Aidées par le Strass et Médecins du monde, cinq prostituées avaient précédemment demandé le retrait, pour excès de pouvoir, d’un décret d’application lié à la pénalisation de leurs clients. La requête a été rejetée, mais ce refus a permis d’ouvrir un contentieux administratif et de faire parvenir une question prioritaire de constitutionnalité (QPC) au Conseil d’État, pour enfin accéder au Conseil constitutionnel. Aujourd’hui, huit sages leur prêtent une oreille attentive. L’occasion d’une nouvelle passe d’armes avec le Mouvement du Nid, présent pour incarner la ligne abolitionniste. N’importe quelle personne publique ou privée, si elle justifie de son intérêt à agir, peut donner de la voix dans cette cour. Le recours a le goût des retrouvailles entre deux meilleurs ennemis.

Lionel Jospin et les sept autres juges surplombent l’assistance. « Vous êtes nombreux à prendre la parole aujourd’hui, allez à l’essentiel, pas plus de cinq minutes par personne », presse le président, Laurent Fabius. Me Patrice Spinosi, bien connu en ces lieux, lance l’attaque contre la loi : « Il ne faut pas être dupe. Nous faisons face à une loi morale. Elle opère un dangereux amalgame entre la prostitution et la traite des êtres humains. » Le rhéteur cite ses adversaires du jour : « Il n’y a aucun chiffre, faute de vue d’ensemble sur la prostitution en France. Tenter d’en donner se révèle être un exercice “périlleux”_, pour citer le rapporteur du texte en 2016. »_ L’avocat poursuit son travail de sape en se référant au rapport moral de 2015 de l’Amicale du Nid : 17 % des prostituées rencontrées y seraient identifiées comme victimes de la traite. « Nous sommes loin de la majorité écrasante qu’on essaie de nous présenter », assène-t-il. L’orateur interpelle les juges : « Observez le droit, rien que le droit, sans politique, sans affect, sans instrumentalisation, sans morale. »

Un appel saisi au bond par son confrère Me Nicolas Gardères.
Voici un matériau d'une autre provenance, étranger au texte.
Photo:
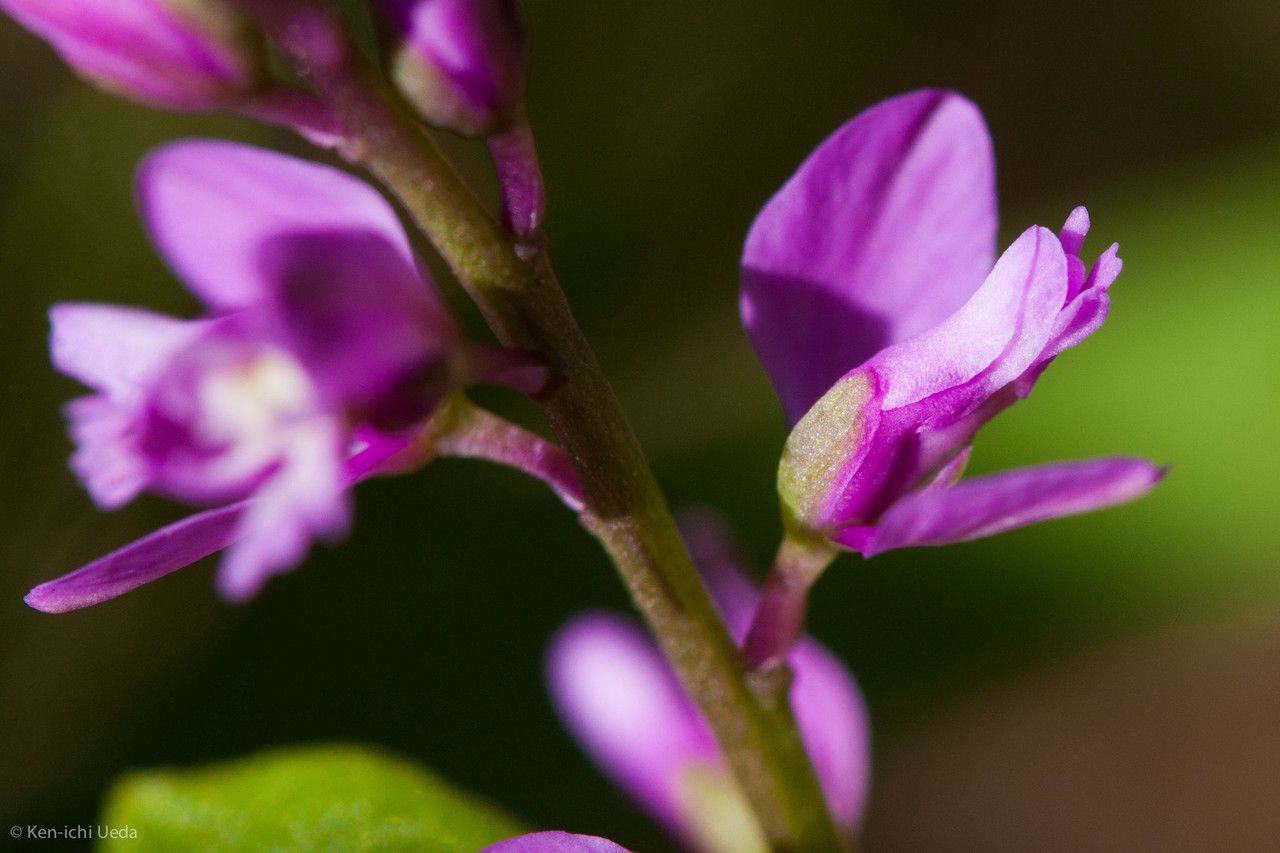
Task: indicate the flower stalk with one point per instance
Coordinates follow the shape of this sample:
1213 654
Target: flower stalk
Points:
625 509
780 616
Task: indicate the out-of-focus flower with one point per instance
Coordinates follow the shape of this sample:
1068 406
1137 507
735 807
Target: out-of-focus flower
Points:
168 53
321 343
621 699
554 843
461 63
872 295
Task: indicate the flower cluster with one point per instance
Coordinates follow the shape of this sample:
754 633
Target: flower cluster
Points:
871 291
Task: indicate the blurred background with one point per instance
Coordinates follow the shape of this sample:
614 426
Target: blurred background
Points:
1105 683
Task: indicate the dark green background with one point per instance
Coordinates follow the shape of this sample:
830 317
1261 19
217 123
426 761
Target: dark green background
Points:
1097 683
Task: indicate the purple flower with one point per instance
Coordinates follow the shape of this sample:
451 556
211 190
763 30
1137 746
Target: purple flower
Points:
167 53
621 699
460 62
873 297
323 342
554 843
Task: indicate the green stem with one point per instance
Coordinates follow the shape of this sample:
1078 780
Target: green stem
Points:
625 509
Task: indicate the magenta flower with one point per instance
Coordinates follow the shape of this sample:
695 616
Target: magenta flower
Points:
554 843
873 297
167 53
321 345
460 62
622 702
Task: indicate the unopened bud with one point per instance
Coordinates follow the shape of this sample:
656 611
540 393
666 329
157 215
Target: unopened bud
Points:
461 63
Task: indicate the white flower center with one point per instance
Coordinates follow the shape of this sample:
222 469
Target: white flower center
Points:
251 410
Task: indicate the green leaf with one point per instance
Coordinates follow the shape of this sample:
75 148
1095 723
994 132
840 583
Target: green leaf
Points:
333 797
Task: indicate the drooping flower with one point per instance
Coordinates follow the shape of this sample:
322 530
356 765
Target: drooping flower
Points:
620 698
167 53
461 63
872 295
321 343
554 842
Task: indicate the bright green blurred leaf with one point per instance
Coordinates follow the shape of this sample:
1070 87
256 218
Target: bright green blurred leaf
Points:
311 798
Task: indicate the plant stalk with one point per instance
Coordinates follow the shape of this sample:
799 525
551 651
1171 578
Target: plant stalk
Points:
625 509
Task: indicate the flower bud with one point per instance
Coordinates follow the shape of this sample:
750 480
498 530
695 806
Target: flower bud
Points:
178 54
461 63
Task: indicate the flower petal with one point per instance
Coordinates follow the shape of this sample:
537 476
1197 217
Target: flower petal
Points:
301 502
621 701
554 843
142 561
835 729
115 349
988 505
990 341
210 206
883 232
195 537
141 49
356 314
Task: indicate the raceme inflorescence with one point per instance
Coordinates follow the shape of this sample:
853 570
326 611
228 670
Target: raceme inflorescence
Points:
324 356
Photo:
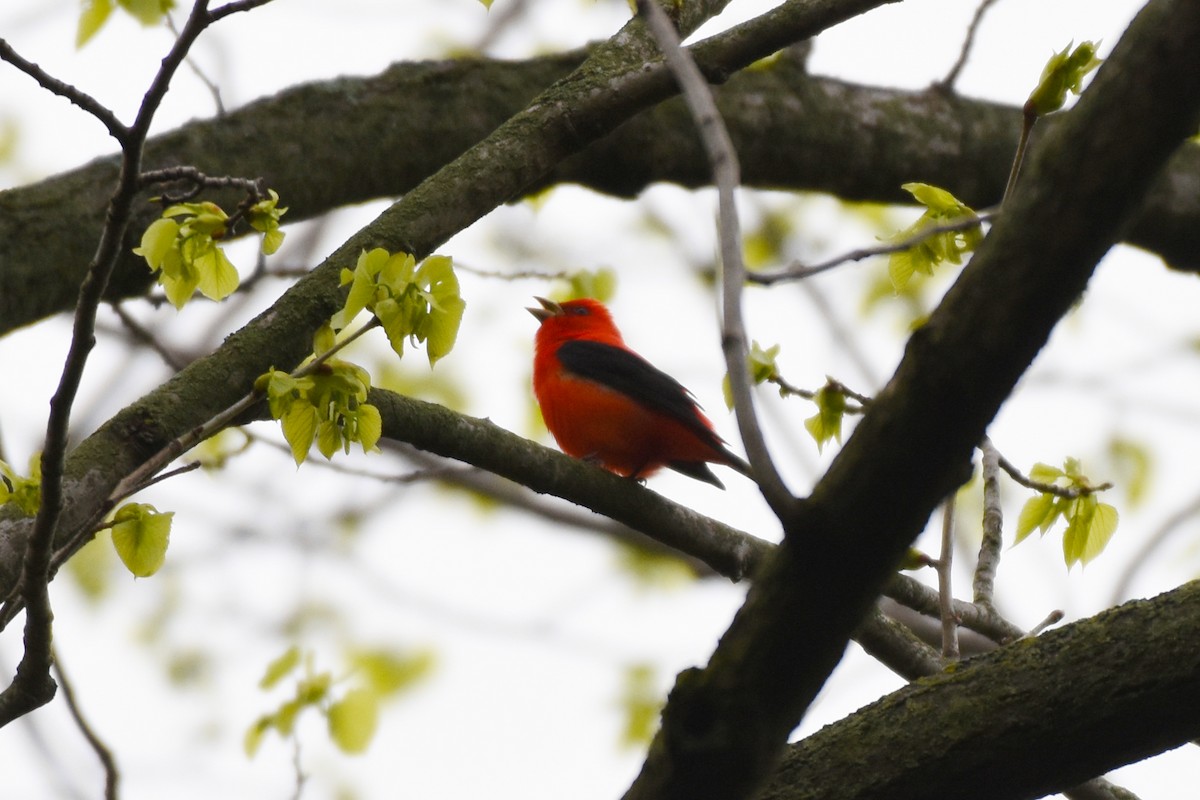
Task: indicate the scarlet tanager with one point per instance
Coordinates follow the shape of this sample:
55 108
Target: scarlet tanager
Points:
606 404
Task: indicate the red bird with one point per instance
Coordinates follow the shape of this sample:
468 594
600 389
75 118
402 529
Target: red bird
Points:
605 403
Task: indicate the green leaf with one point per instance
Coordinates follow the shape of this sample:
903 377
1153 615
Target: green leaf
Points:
253 738
941 208
23 492
389 673
217 276
353 720
148 12
264 216
1104 524
329 438
280 667
299 423
1038 511
324 340
141 535
1045 473
157 241
641 703
1134 463
1063 73
93 17
370 426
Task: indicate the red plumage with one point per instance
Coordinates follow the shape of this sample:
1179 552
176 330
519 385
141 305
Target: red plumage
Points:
605 403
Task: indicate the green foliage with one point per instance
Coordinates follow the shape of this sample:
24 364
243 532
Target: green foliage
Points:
264 217
328 405
141 534
826 425
91 566
762 366
23 492
941 209
96 12
185 252
183 246
641 704
1063 73
1090 523
414 302
352 717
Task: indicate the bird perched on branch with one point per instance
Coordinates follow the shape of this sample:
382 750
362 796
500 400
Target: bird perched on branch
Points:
606 404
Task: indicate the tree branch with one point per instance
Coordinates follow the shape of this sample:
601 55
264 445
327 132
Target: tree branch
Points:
1066 702
724 726
790 130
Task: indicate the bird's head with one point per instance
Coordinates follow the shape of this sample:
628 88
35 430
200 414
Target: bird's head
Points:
575 319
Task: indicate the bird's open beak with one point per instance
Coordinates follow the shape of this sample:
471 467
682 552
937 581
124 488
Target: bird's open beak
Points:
549 308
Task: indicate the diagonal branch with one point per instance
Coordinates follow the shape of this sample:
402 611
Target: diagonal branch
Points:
725 726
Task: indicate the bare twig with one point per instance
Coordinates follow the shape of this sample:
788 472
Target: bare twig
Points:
117 128
141 477
1066 492
947 83
112 775
945 587
726 176
993 528
798 271
1152 542
33 685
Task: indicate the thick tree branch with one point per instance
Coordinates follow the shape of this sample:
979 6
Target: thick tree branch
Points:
724 726
791 131
1075 702
611 86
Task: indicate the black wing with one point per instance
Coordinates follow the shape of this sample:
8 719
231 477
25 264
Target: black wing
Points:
637 379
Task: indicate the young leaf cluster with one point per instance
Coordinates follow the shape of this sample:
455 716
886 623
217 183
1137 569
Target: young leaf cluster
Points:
826 423
418 302
23 492
183 247
941 209
1063 73
762 368
328 407
1090 523
96 12
353 715
141 534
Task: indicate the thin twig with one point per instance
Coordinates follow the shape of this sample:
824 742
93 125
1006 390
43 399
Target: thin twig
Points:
117 128
181 444
984 588
947 83
112 775
945 588
1066 492
33 685
797 271
724 162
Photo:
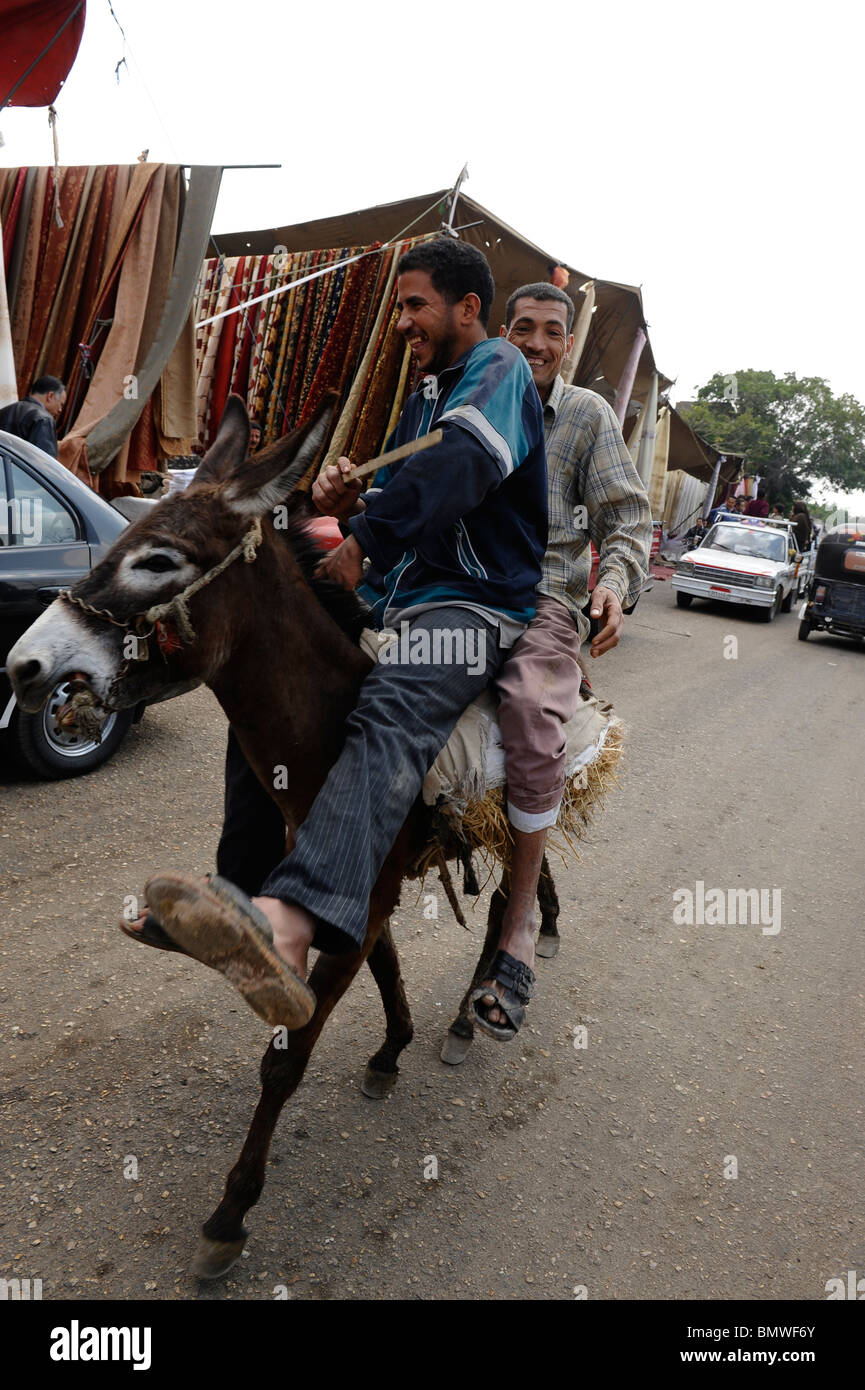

L’homme, avec sa barbe à la Jaurès, habitué des plaidoiries aux accents libertaires, interroge : « Qui est-il, celui qui me nie dans mon libre arbitre ? » Les grands principes sont égrenés au fil des prises de parole : autonomie, liberté de disposer de son corps, liberté sexuelle et liberté d’entreprendre. « Ceux qui sont politiquement majoritaires peuvent avoir juridiquement tort », conclut l’avocat, comme pour souligner le rôle de rempart incarné par les juges.

Au tour des abolitionnistes de tonner. Me Manuel Delamarre engage la joute en dénonçant « une longue salve d’attaques violentes contre le législateur ». Il s’offusque : « Je trouve assez surprenant en 2019 de débattre de la possibilité de consacrer constitutionnellement le droit des hommes à disposer du corps des femmes. » L’homme joue la carte de la majorité : « 71 % des Français sont défavorables à l’abrogation de la loi du 13 avril 2016 (1)_. »_ Si la morale a représenté un repoussoir pour les demandeurs, Me Frédérique Pollet-Rouyer n’hésite pas à la revendiquer : « Le droit n’est pas exclusif de toute considération morale. Tu ne tueras point, tu ne voleras point, tu ne violeras point… »

Me Lorraine Questiaux renchérit : « Nous risquons de basculer vers une autre morale : celle du plus fort. » L’oratrice mime sa dernière pique : « Si tu acceptes de te livrer à moi, c’est par ces 30 euros que j’ai jetés à terre. Ici ta dignité s’arrête. » Le public adverse s’agite. Après deux heures d’échanges, Laurent Fabius interroge ses confrères et consœurs : « Des questions pour les intervenants ? » Les sages restent de marbre, la séance est levée. Ils donneront leur réponse le 1er février. Des petits groupes refont le match à l’extérieur, sous le regard impassible du sphinx.

(1) Selon un sondage Ipsos du 21 janvier commandé par des associations abolitionnistes, dont le Mouvement du Nid.